As I understand now, having OCD is a lifelong condition. It emerged in my youth, sank into remission, and came back with a vengeance last September, right before Rosh Hashanah. Even as an adult, ten years out from my anxieties of the middle-school era, I didn’t see it for what it was. I met therapists who correctly saw that I was anxious, but couldn’t understand why positive visualizations weren’t working. I tried to let my friends and family know that I felt mentally incapable of thinking any other thoughts besides intrusive ones. This is the part of OCD that isn’t depicted on television. I don’t wash my hands endlessly, but I do lie on my floor for days at a time, unable to think past a mental wall I can’t remember building. Last September, things fell apart. I couldn’t have imagined that I’d still be in the same rut now, six months later. In the context of liberation—the theme of so many Jewish holidays and cultural observance—it is scary to imagine that I may never be free from having obsessive-compulsive disorder. I was raised to see freedom as an absolute: once we were slaves in the land of Egypt, and then we weren’t ever slaves again. In reality, of course, Jews have faced involuntary exodus the world over, the diaspora proving we will never again be a single tribe seeking the promised land. Our existence depends on the hope of something better being just over the horizon. Next year in Jerusalem, perhaps we will celebrate freedom. Next year in Jerusalem, perhaps I’ll be more stable.
Last Friday, my family gathered in our dining room, the table carefully set in anticipation of sundown. I had friends who drove in from out of town to experience their first Seder, and I found myself trying to observe our rituals and traditions from an outside perspective. It occurred to me, as my father began the Kiddush and I nudged my friends to fill their glasses, that I was engaging in acceptable rituals, as opposed to those I had developed to cope with my disorder.

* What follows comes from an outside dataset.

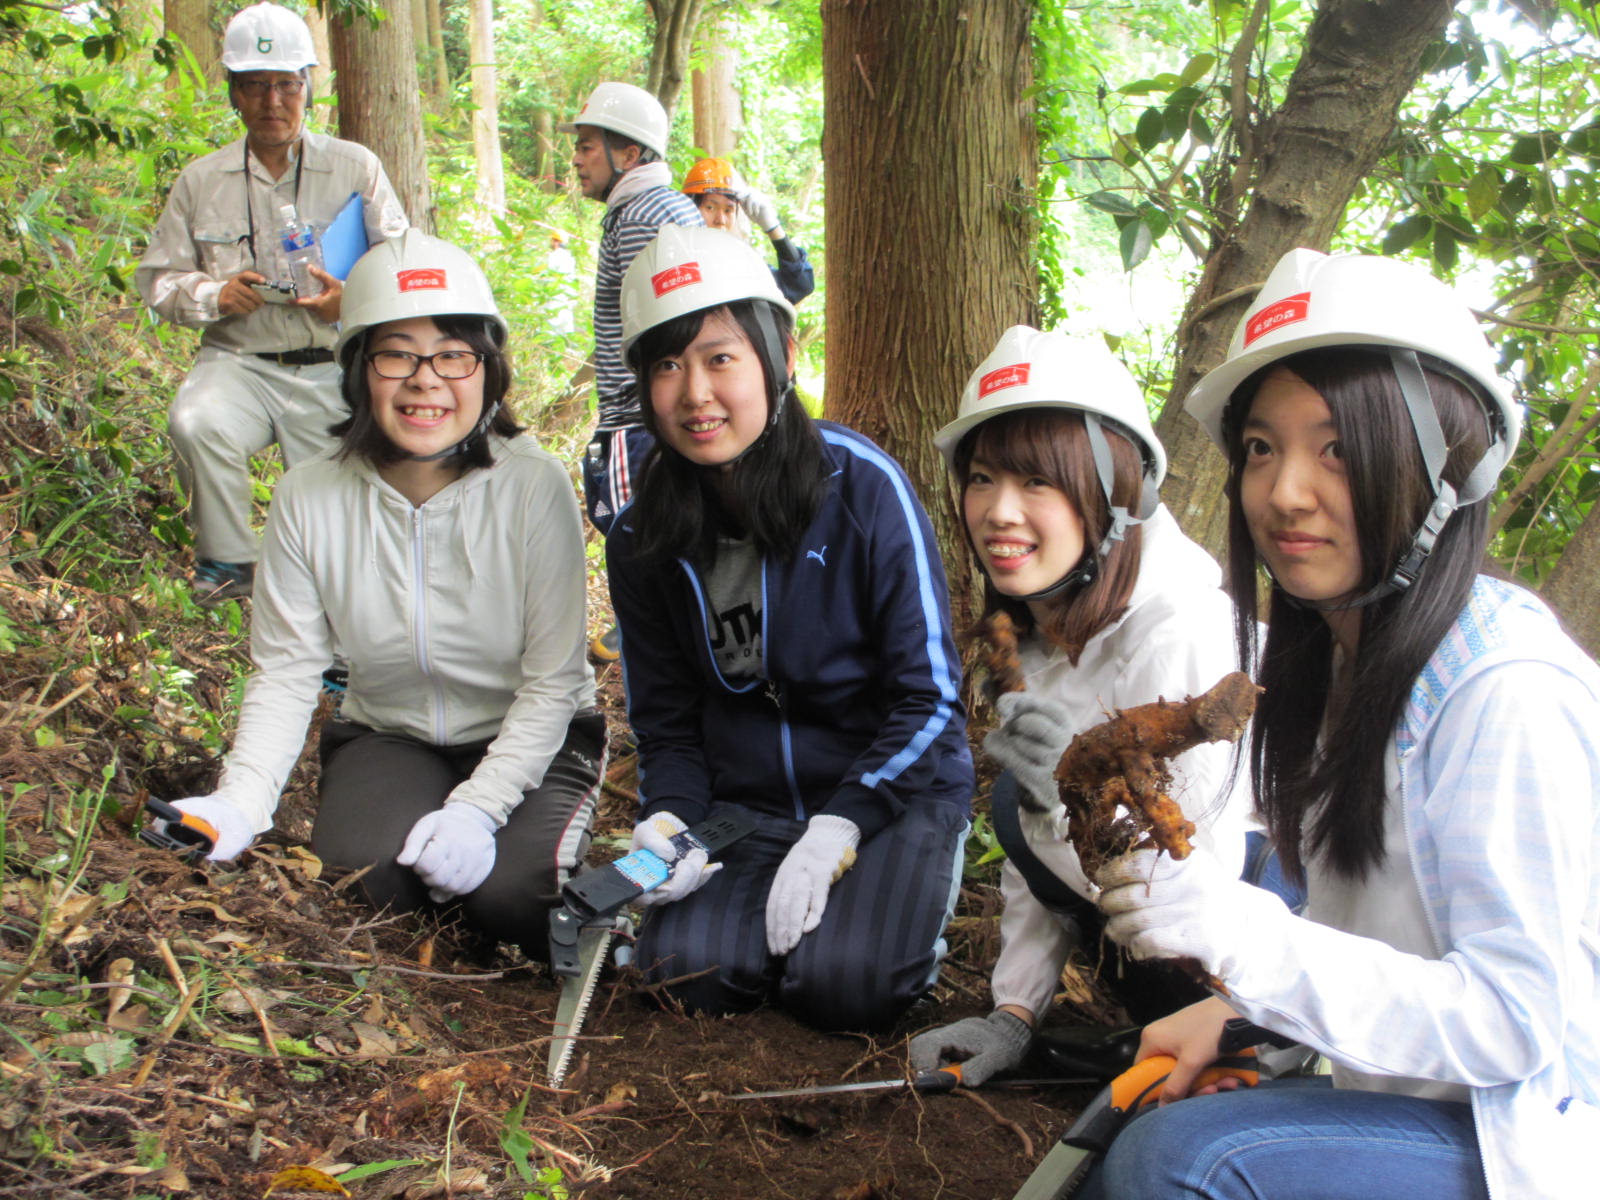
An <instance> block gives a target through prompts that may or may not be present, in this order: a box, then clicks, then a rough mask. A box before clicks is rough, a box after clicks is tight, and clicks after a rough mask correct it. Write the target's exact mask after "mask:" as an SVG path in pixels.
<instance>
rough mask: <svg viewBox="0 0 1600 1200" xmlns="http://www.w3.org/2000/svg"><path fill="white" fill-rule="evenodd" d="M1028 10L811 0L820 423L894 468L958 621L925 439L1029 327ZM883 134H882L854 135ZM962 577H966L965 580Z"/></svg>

I felt soothed by the knowledge that across the world, Jewish people were filling their glasses and smoothing the creases out of their Haggadahs. This was a feeling wholly different from the false rush of momentary relief that comes from engaging in a compulsion, and the juxtaposition was striking. In recent years, I have seen many radically reimagined Haggadahs, and I have loved them all. This ability to shift, to literally rewrite the script from which we act out our identities, has continually shaped my relationship to Judaism on the whole. Freedom may not be a static, absolute state, but neither is mental ruin. My relationship to myself has changed, too. I have no way of knowing how long I’ll have to wait until I can look backward and declare myself healed, but in the meantime, I recognize liberation is not an all-or-nothing journey. Each time I successfully avoid reinforcing my obsessions by acting out a compulsion, I am chipping away, slowly, at the chains that bind.